HOUSTON — THE oil industry wants the Clinton administration to put a floor under crude oil prices, stimulate demand for natural gas, provide additional relief from taxes, and offer tax incentives for drilling.
Then again, it may just want to be left alone.
Several hundred oil company executives at accounting firm Arthur Andersen's annual oil and gas symposium here this week expressed a range of opinions on what kind of energy policy they expect from President-elect Clinton, and what kind they desire.
"We still don't know what Bill Clinton really has in mind for oil and gas," says C. J. Silas, chairman of both Phillips Petroleum Company and the American Petroleum Institute, the lobby for major oil firms.
"What is shaping up so far is an administration with contradictions built in on the ground floor," Mr.
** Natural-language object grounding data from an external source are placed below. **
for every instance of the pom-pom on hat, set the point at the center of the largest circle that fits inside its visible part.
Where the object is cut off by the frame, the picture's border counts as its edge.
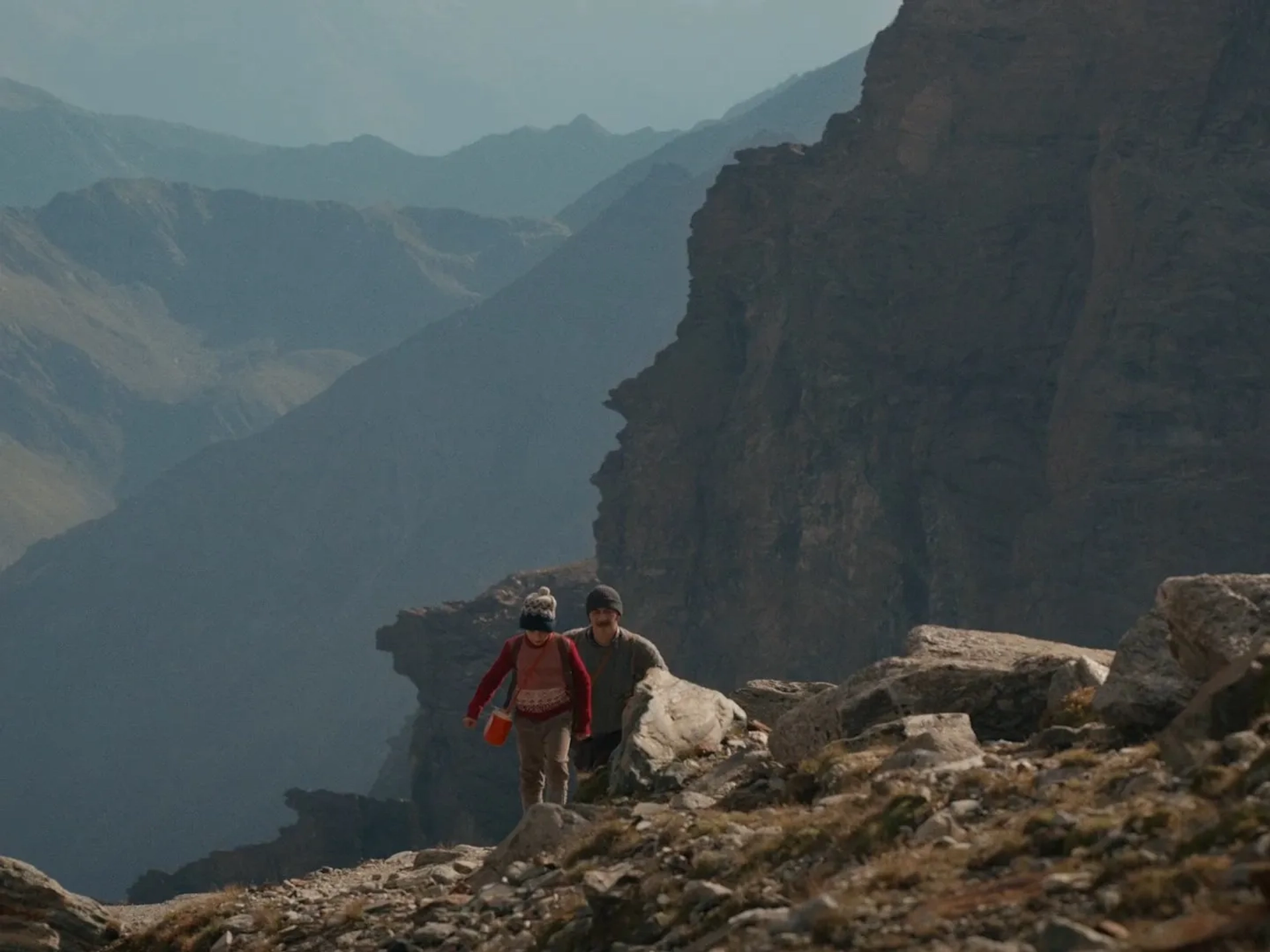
(539, 611)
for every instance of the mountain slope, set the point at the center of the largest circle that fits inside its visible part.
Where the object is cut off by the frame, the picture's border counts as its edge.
(793, 112)
(992, 354)
(48, 146)
(208, 643)
(142, 321)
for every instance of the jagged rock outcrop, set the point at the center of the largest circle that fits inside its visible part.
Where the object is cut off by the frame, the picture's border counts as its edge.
(991, 354)
(1001, 681)
(333, 829)
(38, 916)
(143, 321)
(1214, 619)
(464, 789)
(765, 699)
(422, 474)
(666, 720)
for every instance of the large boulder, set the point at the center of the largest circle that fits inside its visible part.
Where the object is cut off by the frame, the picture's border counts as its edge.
(922, 742)
(1227, 703)
(36, 913)
(1146, 688)
(666, 720)
(765, 701)
(1000, 681)
(1214, 619)
(542, 830)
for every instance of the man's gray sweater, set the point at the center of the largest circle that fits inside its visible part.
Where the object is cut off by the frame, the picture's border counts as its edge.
(621, 666)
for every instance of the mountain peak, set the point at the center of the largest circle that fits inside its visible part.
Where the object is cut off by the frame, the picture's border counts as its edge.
(585, 124)
(18, 97)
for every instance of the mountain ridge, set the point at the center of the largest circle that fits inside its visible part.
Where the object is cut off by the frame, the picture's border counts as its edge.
(48, 146)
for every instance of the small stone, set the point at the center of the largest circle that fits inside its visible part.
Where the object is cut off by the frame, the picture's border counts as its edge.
(937, 826)
(1057, 738)
(1242, 746)
(1061, 935)
(981, 943)
(1068, 883)
(497, 896)
(704, 892)
(647, 810)
(761, 917)
(966, 809)
(433, 933)
(691, 800)
(814, 912)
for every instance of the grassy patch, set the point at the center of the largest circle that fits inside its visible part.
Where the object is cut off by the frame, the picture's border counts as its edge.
(190, 927)
(1075, 711)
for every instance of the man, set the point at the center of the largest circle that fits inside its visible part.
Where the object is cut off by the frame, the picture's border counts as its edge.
(616, 660)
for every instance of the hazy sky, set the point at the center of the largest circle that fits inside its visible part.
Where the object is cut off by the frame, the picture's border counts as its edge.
(427, 74)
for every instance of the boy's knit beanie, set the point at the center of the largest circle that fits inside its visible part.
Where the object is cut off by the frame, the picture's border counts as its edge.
(539, 611)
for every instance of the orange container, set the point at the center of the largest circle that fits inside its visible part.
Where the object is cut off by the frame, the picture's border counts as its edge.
(498, 728)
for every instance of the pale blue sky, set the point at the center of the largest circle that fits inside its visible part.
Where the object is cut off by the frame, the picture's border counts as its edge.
(427, 74)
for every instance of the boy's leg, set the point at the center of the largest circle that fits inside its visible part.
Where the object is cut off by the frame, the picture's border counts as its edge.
(556, 757)
(530, 743)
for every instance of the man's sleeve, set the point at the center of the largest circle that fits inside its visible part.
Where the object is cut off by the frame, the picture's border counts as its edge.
(647, 658)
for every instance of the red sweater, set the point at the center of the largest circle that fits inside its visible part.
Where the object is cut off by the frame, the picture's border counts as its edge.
(579, 684)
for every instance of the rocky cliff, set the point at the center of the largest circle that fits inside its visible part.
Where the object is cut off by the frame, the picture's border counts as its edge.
(143, 321)
(992, 354)
(464, 789)
(888, 832)
(212, 633)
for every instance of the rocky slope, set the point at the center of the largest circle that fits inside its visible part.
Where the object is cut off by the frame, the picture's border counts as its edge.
(912, 832)
(142, 321)
(466, 791)
(50, 146)
(451, 460)
(991, 354)
(794, 112)
(248, 579)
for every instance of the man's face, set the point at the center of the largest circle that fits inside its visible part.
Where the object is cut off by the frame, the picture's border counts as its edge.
(603, 619)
Silas adds.
The appointment of Sen. Lloyd Bentsen (D) of Texas to be treasury secretary means that "oil and gas will have a friend who has the president's ear," Silas says. "Perhaps the best news of all" is that Mack McLarty, who heads Arkla, one of the nation's largest natural gas companies, will be White House chief of staff, "the new administration's command post."
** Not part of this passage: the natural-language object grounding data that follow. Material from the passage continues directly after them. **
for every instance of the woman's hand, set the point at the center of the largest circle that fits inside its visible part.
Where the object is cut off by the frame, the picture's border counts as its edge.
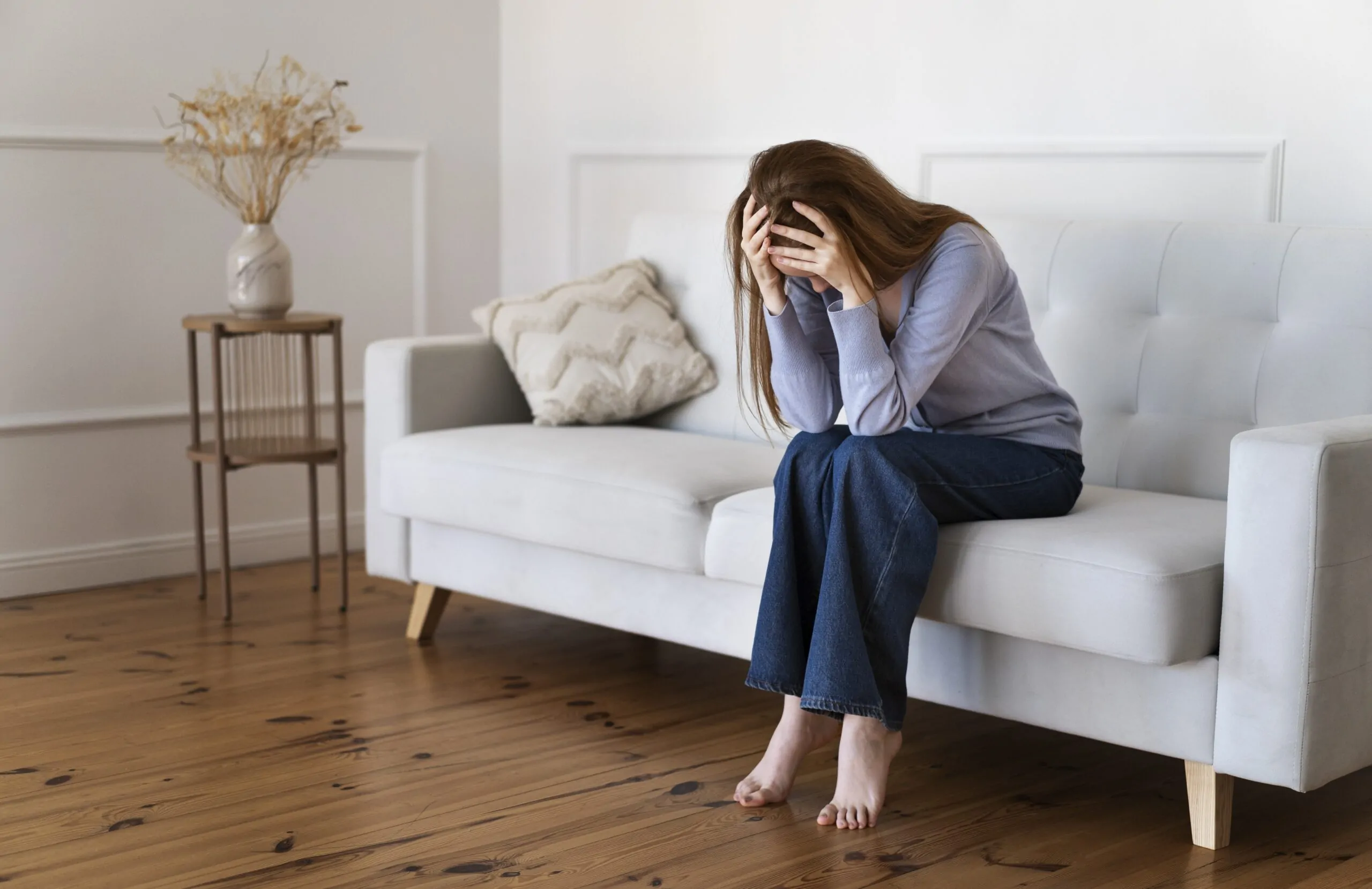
(756, 243)
(827, 256)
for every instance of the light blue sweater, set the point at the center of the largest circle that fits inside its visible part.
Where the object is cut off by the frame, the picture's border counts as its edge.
(962, 360)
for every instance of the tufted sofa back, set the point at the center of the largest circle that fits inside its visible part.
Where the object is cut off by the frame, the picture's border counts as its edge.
(1170, 337)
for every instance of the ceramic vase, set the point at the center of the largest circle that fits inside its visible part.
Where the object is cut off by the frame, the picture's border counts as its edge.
(260, 273)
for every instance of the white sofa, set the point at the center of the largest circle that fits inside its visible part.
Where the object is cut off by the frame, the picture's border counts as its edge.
(1208, 599)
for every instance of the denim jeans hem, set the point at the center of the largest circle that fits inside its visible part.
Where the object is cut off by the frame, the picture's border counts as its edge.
(832, 707)
(763, 685)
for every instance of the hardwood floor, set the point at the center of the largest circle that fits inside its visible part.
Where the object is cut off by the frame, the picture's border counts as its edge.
(146, 744)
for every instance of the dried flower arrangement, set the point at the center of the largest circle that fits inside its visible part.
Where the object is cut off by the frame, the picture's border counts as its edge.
(248, 145)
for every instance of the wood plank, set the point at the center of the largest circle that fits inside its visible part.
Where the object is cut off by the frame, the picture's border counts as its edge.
(523, 743)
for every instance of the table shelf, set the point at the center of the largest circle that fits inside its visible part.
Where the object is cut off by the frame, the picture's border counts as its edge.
(268, 451)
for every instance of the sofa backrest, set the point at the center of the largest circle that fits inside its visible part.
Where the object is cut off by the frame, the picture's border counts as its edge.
(1172, 337)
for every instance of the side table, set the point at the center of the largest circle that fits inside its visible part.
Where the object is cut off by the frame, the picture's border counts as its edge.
(266, 383)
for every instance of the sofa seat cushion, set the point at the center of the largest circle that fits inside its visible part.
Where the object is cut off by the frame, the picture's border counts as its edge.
(626, 491)
(1128, 574)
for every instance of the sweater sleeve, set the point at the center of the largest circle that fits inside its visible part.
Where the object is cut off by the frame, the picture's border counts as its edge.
(804, 371)
(883, 386)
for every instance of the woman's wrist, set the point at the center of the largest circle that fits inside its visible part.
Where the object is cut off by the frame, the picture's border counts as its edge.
(856, 295)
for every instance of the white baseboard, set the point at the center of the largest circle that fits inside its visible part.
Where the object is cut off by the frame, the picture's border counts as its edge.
(140, 559)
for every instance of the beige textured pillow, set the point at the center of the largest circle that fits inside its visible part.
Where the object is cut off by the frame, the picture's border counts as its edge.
(604, 349)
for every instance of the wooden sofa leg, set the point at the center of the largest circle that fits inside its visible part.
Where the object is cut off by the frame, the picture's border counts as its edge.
(1212, 804)
(426, 611)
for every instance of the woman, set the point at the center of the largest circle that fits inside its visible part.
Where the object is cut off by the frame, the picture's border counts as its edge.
(851, 294)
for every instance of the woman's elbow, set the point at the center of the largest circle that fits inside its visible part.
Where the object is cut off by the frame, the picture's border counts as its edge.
(811, 420)
(871, 423)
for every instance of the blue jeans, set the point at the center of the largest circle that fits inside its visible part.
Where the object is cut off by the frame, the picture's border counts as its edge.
(854, 537)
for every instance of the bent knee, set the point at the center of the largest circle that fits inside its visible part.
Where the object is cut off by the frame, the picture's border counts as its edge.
(810, 444)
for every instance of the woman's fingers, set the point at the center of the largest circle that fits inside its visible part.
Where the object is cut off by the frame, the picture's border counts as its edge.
(814, 216)
(759, 239)
(807, 265)
(799, 253)
(754, 228)
(799, 235)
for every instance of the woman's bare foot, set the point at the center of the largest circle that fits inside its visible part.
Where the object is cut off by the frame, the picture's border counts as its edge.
(865, 753)
(797, 733)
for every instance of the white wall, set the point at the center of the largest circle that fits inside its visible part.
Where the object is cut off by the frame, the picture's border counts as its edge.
(1243, 110)
(103, 250)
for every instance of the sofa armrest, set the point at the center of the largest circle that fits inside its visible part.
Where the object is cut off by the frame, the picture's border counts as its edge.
(420, 385)
(1295, 630)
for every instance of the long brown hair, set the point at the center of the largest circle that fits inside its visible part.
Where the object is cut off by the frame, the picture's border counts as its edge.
(888, 229)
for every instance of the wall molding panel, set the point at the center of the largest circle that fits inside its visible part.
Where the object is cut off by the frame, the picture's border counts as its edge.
(150, 141)
(1249, 177)
(1249, 182)
(165, 556)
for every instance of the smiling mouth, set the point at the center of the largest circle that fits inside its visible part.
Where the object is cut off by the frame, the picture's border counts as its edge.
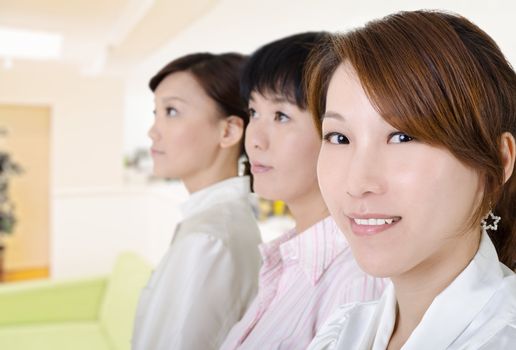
(156, 152)
(376, 222)
(259, 169)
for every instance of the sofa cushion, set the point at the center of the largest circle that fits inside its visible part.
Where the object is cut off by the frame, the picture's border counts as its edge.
(54, 336)
(117, 313)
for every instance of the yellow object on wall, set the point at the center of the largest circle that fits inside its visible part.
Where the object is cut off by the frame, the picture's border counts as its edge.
(26, 137)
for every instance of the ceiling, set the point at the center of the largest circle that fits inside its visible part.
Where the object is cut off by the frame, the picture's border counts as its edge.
(100, 35)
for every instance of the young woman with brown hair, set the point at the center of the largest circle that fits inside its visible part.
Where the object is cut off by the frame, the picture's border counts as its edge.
(209, 274)
(416, 167)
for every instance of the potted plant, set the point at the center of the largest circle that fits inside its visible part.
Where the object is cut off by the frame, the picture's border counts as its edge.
(8, 168)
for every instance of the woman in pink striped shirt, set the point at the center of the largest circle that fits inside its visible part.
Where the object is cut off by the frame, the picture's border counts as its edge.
(309, 271)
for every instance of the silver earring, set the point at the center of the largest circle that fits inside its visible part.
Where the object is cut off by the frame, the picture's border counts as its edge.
(494, 221)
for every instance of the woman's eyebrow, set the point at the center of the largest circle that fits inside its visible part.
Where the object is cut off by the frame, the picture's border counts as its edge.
(333, 115)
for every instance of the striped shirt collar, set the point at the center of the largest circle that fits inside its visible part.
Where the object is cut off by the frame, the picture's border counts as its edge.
(313, 249)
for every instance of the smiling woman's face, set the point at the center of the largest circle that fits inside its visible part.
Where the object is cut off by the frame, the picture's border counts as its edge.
(404, 205)
(186, 133)
(282, 143)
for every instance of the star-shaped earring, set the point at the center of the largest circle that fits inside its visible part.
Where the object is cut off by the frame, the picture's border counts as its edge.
(491, 217)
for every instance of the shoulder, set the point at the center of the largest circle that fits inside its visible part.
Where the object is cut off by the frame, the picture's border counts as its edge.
(350, 320)
(222, 221)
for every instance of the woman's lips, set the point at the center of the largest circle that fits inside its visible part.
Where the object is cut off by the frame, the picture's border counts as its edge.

Silas worries, though, about the appointment of Carol Browner to lead the Environmental Protection Agency (EPA), and the possibility of Sen. Tim Wirth of Colorado over the Department of Energy. "These folks sound suspiciously like true believers [who] treat the environment as a new religion," Silas says.
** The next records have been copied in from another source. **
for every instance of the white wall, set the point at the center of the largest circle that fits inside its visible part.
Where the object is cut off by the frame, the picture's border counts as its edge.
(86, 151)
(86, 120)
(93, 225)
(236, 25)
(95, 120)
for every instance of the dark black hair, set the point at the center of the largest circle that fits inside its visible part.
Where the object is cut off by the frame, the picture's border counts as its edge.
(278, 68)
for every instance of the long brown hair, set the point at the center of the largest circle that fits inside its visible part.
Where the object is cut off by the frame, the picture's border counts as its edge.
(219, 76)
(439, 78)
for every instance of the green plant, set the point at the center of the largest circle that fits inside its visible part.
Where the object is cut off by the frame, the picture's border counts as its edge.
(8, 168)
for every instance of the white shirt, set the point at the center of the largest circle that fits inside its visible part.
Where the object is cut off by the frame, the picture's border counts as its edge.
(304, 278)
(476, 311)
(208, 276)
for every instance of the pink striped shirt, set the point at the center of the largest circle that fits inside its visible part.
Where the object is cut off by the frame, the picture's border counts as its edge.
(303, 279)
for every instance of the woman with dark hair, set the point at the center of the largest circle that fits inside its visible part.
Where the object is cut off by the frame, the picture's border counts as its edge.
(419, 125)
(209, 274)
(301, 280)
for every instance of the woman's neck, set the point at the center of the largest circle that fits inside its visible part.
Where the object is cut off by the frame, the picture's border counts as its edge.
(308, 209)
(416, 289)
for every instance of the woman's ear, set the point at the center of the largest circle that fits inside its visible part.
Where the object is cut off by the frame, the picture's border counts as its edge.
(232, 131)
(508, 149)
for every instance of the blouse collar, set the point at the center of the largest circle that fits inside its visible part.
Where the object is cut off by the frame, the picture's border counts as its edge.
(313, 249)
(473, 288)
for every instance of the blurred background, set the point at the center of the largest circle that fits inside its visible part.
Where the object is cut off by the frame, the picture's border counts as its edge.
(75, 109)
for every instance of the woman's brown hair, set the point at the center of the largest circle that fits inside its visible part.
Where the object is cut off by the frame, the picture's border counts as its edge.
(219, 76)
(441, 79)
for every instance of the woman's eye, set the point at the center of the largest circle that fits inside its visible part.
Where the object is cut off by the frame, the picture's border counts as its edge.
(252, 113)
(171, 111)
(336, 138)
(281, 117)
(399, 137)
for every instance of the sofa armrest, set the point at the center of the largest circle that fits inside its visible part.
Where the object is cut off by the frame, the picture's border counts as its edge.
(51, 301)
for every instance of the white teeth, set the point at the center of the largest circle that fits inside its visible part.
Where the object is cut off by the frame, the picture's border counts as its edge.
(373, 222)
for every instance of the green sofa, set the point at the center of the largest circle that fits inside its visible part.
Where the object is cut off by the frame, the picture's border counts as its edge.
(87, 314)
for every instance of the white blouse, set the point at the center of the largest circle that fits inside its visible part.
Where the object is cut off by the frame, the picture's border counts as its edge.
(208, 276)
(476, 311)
He criticizes the "disturbing" message of Vice President-elect Al Gore's book, "Earth in the Balance," and describes talk of higher energy taxes and mandates for alternative fuels as "bad advice."
"If the true believers take over in Washington, the next four years could be pretty rough," Silas says. But he takes heart from the fact that, in naming Ms. Browner, Mr. Clinton chided the agency for issuing contradictory regulations and creating unneeded burdens on industry.
Eugene Ames, chairman of the Independent Producers Association of America, the lobby for smaller oil companies, notes that Clinton has advocated growth through investment, switching from oil to natural gas, and retaining the Resource Conservation and Recovery Act, a tough antipollution law coming up for reauthorization.
Also, Clinton has opposed a carbon tax and has increased reliance on oil imports and nuclear energy. Those positions give Mr. Ames ground for optimism. "We should all think positively about the Clinton administration and wait to see what their energy policy will really be."
Ames notes that an increase in United States oil production of 3.8 million barrels per day envisioned by President Bush's National Energy Strategy cannot be achieved as long as the industry is locked out of federal lands and subject to increasing regulation.
DAVID TURNER, vice president at Mitchell Energy, calls for Clinton to put a floor under oil prices. The government already protects the US steel industry, so why not the energy industry, he asks.
While many in the industry are excited that Clinton proposes to stimulate demand for natural gas, Larry Besson, chief financial officer for Grace Energy of Dallas, is circumspect. Nothing Clinton does will reflect in natural gas prices for at least two years, he says. For instance, converting 1,000 cars a day to burn natural gas would barely affect demand even after five years, he says.
"The best thing Clinton can do is stay out of the way," he adds.
John Stephens, controller of Petroleum Inc. of Wichita, Texas, expects Clinton to raise tax rates. If that happens, "the wealthy people looking for investments may invest in oil exploration again," because a greater portion of the dollar they risk will have been paid to the government.
Steve Shaw, vice president of Tulsa-based Helmerich & Payne Inc., says Clinton's talk of reducing dependence on imports makes him doubt Clinton grasps the reality of the US energy situation. "There's going to be dependency on foreign crude," Mr. Shaw states flatly.
But Shaw is undecided about what he wants Clinton to do on energy. Mr. Bush gave the industry three things it sought: relief from the alternative minimum tax, removal of price controls on natural gas, and incentives for enhanced production methods.
"Maybe we asked for the wrong things," Shaw says, "because it's still the pits."